Que el banco te robe no es noticia. Que te roben a través del banco y encima seas tú el culpable según la entidad, eso ya es otro nivel de descaro. El phishing se ha convertido en una de las estafas digitales más extendidas de los últimos años, y con él ha crecido, en paralelo y con llamativa puntualidad, una respuesta bancaria tan predecible como irritante: el cliente actuó con negligencia grave. Punto. Caso cerrado. Dinero perdido.
Lo curioso —por llamarlo de algún modo— es que esa respuesta no solo es moralmente repugnante, sino que además contradice de forma flagrante lo que establece la normativa europea de servicios de pago. Según esta regulación, cuando se produce una operación bancaria no autorizada realizada por terceros, el banco está obligado a devolver el importe sustraído de forma inmediata, como muy tarde el día hábil siguiente a recibir la reclamación.
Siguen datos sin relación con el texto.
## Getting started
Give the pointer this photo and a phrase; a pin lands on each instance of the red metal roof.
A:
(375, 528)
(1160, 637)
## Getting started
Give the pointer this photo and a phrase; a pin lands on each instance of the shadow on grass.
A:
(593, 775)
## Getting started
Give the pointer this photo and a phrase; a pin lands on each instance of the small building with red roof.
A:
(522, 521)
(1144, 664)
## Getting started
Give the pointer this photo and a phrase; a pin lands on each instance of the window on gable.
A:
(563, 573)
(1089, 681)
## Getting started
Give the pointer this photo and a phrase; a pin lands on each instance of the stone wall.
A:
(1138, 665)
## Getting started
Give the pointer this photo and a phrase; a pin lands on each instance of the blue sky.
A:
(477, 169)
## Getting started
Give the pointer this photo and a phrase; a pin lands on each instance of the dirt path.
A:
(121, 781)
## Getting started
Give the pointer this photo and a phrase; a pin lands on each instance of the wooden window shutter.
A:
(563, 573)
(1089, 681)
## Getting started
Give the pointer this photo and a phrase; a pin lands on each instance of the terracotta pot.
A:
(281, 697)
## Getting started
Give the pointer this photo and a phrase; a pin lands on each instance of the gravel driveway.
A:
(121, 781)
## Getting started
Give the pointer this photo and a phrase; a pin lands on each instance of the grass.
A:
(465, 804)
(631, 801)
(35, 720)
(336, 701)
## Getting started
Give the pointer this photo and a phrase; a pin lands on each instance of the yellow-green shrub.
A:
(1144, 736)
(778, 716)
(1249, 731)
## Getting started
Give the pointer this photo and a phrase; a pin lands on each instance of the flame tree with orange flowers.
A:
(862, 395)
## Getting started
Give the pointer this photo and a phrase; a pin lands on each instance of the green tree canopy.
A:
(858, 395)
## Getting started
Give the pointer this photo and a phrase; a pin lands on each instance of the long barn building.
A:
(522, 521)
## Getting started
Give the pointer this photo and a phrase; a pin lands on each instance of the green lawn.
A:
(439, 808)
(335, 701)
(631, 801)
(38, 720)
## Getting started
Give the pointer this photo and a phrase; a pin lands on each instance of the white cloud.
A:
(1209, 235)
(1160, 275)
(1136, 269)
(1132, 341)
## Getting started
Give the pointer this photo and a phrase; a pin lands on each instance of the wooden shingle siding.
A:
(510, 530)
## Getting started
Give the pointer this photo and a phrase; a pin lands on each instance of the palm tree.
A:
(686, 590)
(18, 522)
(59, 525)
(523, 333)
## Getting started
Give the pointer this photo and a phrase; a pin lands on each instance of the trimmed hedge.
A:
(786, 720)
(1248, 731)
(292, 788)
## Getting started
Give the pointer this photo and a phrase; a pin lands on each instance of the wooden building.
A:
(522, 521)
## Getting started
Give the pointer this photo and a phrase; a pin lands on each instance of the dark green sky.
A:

No es una recomendación. No es una buena práctica. Es una obligación legal. La única excepción reconocida es que la entidad sospeche que ha sido el propio usuario quien ha cometido fraude, y en ese caso —atención, porque aquí está la clave— debe comunicarlo por escrito al Banco de España aportando las razones concretas que justifican esa sospecha. Así lo recuerda la Organización de Consumidores y Usuarios (OCU), que lleva años documentando cómo la banca ignora sistemáticamente este marco normativo.
El argumento de la negligencia grave, un comodín muy rentable
Porque en la práctica lo que ocurre es bien distinto. Numerosas entidades deniegan el reembolso alegando, de manera genérica y sin aportar pruebas concretas, que el usuario ha actuado con negligencia grave. El argumento funciona como un comodín: no requiere demostración, no exige documentación específica y traslada la carga de la prueba al consumidor, que es exactamente lo contrario de lo que establece la ley. El banco no prueba nada. El banco afirma, y con eso parece suficiente para cerrar el expediente y conservar el dinero del cliente.
El proceso de reclamación tampoco ayuda a corregir esta disfunción. Cuando el departamento de atención al cliente o el defensor del cliente de la entidad rechaza la reclamación —cosa que ocurre con desconcertante frecuencia—, los afectados suelen acudir al Banco de España. El problema es que el propio organismo supervisor reconoce que determinar si existe o no negligencia grave excede sus competencias. Dicho de otro modo: el regulador que debería vigilar a los bancos se declara incompetente para resolver el conflicto más habitual que generan. El resultado es que el consumidor, ya perjudicado por la estafa, se ve abocado a iniciar un procedimiento judicial largo, costoso y emocionalmente agotador, mientras el banco mantiene el dinero en su poder y continúa operando con total normalidad.
El Abogado General del TJUE señala que los bancos deberán pagar primero y probar la culpa del cliente después
Ahí es donde entra un pronunciamiento reciente que, aunque no tiene aún carácter vinculante, abre una grieta importante en el muro de impunidad que ha construido la banca alrededor de estos casos. Un juzgado polaco planteó al Tribunal de Justicia de la Unión Europea una cuestión que en realidad debería haber estado resuelta desde el principio: ¿puede un banco negarse a devolver de inmediato el importe de un pago no autorizado argumentando que el cliente actuó con negligencia grave?
La respuesta del Abogado General del TJUE es tan contundente como necesaria. El reembolso es prioritario. La entidad bancaria debe devolver primero el dinero y, solo después, si considera que el cliente incurrió en negligencia grave, podrá acudir a los tribunales a reclamarlo con las pruebas que sustenten esa acusación. No al revés. No como hasta ahora. Primero paga, luego prueba. Exactamente lo que la normativa europea lleva años estableciendo y que los bancos han ignorado con la complicidad de un sistema de supervisión que mira para otro lado.
Las conclusiones del Abogado General no son vinculantes, y habrá que esperar a que el TJUE dicte sentencia para saber si ese criterio se consolida como jurisprudencia aplicable en toda la Unión Europea. Pero el simple hecho de que un órgano de esta relevancia ponga negro sobre blanco lo que debería ser evidente supone un avance significativo para los derechos de los consumidores financieros.
El sistema podría cambiar, pero hay que esperar al TJUE
Mientras tanto, las asociaciones de consumidores siguen haciendo el trabajo que ni los bancos ni los reguladores hacen: acompañar a los afectados por phishing y ciberestafas, analizar cada caso de forma individual, mediar con las entidades y, cuando la respuesta no es favorable —que suele ser casi siempre—, explorar la vía judicial como único recurso real. Porque el problema no es solo que los bancos no devuelvan el dinero. El problema es que el sistema está diseñado, o al menos tolerado, de forma que hacerlo sea tan difícil, tan caro y tan agotador que muchos consumidores terminan desistiendo. Y eso, para una industria que factura miles de millones cada año, resulta extraordinariamente conveniente.